Legare due atti unici in musica tra di loro diversissimi è impresa difficile ed al contempo sfida affascinante. Zápisník zmizelého (Il diario di uno scomparso) e La voix humaine non hanno, all’apparenza nulla in comune: straniante affresco rurale il primo, sofisticato dramma borghese la seconda. Il filo conduttore sta nella presa di coscienza del proprio stato dei protagonisti, il contadino boemo Jan che sceglie di abbandonare famiglia e tradizioni in nome dell’Amore e della Libertà e della Donna, che subisce invece l’abbandono da parte dell’amante. La liaison si estrinseca dunque nel contrasto, non nella similitudine e così il percorso intrapreso nella doppia messa in scena da Gianmaria Aliverta risulta corretto e complessivamente convincente, con qualche piccolo distinguo dovuto, con tutta probabilità, al voler esprime molti concetti in poco spazio.
Nell’idea di Aliverta, che prende forma in un suggestivo spazio scenico di stampo espressionistico ideato da Massimo Checchetto ed illuminato benissimo da Fabio Barettin, Jan è l’uomo che sedotto dalla libera e sensuale zingara Zefka decide di abbandonare la Donna, il suo passato, durante un’ultima conversazione telefonica.
L’azione è racchiusa in un’unica stanza, alla quale fa da sfondo una sorta di paravento traslucido, nella quale pochi mobili definiscono una stanza da letto ed un salotto nell’atto unico di Janáček, trasformandosi in una sala d’attesa ed in un ambiente celato da una tenda in quello di Poulenc; il bianco, ottico e riflettente, domina incontrastato e permette alle ombre di stagliarsi sulle pareti.
La narrazione del Diario di uno scomparso avviene in forma di racconto a ritroso, col protagonista in veste di io narrante che affida ad un mimo, il bravoFrancesco Bortolozzo, la rappresentazione scenica di se stesso.
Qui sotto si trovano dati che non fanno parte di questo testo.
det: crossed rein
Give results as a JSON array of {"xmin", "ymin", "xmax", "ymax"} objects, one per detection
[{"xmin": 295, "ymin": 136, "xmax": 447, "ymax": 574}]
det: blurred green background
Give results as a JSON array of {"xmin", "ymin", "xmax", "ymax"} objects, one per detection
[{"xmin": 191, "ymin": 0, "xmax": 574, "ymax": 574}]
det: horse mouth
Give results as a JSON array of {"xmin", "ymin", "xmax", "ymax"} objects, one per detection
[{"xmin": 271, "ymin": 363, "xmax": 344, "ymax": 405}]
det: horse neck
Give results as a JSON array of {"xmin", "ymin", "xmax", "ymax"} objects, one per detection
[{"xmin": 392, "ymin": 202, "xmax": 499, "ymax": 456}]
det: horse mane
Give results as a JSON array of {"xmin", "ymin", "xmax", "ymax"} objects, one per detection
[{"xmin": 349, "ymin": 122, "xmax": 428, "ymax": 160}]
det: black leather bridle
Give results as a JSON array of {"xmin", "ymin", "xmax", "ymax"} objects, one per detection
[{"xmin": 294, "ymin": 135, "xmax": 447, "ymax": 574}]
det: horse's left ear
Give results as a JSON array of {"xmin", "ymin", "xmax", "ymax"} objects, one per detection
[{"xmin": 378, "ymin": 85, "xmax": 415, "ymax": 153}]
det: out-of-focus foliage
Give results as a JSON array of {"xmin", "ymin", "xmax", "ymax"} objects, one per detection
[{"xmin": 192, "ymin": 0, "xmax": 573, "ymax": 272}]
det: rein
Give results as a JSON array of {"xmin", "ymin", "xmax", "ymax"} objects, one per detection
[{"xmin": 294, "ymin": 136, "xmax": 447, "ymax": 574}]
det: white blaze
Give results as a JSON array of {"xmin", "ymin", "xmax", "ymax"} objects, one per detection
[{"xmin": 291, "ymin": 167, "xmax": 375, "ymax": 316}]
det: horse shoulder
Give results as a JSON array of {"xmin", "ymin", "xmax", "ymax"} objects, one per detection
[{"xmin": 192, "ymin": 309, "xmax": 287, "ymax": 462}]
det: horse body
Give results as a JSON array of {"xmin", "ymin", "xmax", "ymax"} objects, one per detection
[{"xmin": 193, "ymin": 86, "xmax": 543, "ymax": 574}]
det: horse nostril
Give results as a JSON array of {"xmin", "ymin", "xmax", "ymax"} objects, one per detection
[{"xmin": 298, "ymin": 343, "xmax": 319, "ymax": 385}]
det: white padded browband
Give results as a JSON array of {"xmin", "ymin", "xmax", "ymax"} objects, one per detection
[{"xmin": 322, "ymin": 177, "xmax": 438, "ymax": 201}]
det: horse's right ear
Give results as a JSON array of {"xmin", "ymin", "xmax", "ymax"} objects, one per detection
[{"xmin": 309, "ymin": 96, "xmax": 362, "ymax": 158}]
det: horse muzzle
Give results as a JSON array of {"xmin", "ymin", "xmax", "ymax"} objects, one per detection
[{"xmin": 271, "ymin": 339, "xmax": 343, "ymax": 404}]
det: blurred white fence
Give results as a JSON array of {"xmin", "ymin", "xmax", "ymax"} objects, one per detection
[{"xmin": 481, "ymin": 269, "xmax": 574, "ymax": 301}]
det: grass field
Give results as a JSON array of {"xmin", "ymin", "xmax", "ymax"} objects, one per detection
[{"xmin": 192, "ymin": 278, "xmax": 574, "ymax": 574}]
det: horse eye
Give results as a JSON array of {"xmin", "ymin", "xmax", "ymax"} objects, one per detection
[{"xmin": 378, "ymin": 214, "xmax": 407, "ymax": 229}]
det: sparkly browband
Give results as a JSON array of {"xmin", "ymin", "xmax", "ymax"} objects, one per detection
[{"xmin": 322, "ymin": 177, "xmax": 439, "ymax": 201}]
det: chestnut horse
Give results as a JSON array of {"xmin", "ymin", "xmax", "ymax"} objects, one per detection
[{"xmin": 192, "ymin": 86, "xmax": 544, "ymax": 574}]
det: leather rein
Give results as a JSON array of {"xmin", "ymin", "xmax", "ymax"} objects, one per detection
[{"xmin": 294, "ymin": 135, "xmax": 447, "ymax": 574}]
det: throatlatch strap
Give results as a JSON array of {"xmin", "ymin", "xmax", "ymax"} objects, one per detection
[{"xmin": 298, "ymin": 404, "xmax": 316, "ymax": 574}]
Ne La voix humaine la Donna si aggira stralunata in un ambiente asettico ed inizialmente indefinito, il telefono è del tutto accessorio nel suo crescente vaniloquio; parla da sola la donna, vede i fantasmi dell’amato, lo stesso Jan-mimo, la zingara incinta. In un crescendo drammatico la cortina, che cela ciò che era stata l’alcova del Racconto, si apre, rivelando una camera mortuaria nella quale è composto il cadavere dell’uomo, ucciso dalla Donna stessa che, liberandosi da chi la sta per ammanettare, si toglie a sua volta la vita con un colpo di pistola.
L’azione è fluida, conseguente, a tratti un po’ penalizzata da una gestualità troppo insistita ma comunque efficace.
Belli i costumi contemporanei di Carlos Tieppo.
Di ottimo livello ci è sembrata la parte musicale.
Nel Racconto di uno scomparso Leonardo Cortellazzi dà voce e corpo ad uno Jan dal fraseggio che cresce in consapevole spavalderia nel corso dell’azione ma che, allo stesso tempo, vibra di dubbi ed emozioni che si riaffacciano a più riprese, rendendo l’assunzione di consapevolezza di una nuova esistenza possibile ed auspicabile, più complessa. Cortellazzi canta assai bene, con la sensibilità e la precisione del barocchista prestate al Novecento.
Ottima anche la Zefka sensuale e dalla voce ambrata e ferina di Angela Nicoli, precisa nella linea di canto e ricca negli accenti.
Puntuali nei loro interventi le Tre voci femminili diLoriana Marin, Gabriella Pellos e Alessandra Vavasori.
Claudio Marino Moretti mette a disposizione dell’opera di Janáček un pianismo di straordinaria densità sonora, coniugata ad una percussività presente ma mai soverchiante che ben sottolinea l’ambito agreste nel quale ha luogo la vicenda ed unita a belle morbidezze.
Ne La voix humaine giganteggia Ángeles Blancas Gulín, ancora una volta protagonista di una prova maiuscola per intensità interpretativa, padronanza assoluta nel fraseggiare, emozionante nella vocalità.
Francesco Lanzillotta mostra di avere assimilato completamente la lezione di Poulenc e rende la partitura con scabra essenzialità, sempre attento a non cadere in un melodismo inappropriato che pure il respiro degli archi potrebbe a tratti suggerire e che, invece, è il contrario esatto di quanto La voix richiede.
Pennellate rapide di colore, dinamiche stringenti, agogiche aguzze, scelte ritmiche incalzanti sono le scelte che rendono la lettura di Lanzillotta convincente e condivisibile.
Successo pieno per tutti, peccato che il teatro fosse pieno a metà. Putroppo il Malibran non è un luogo da selfie.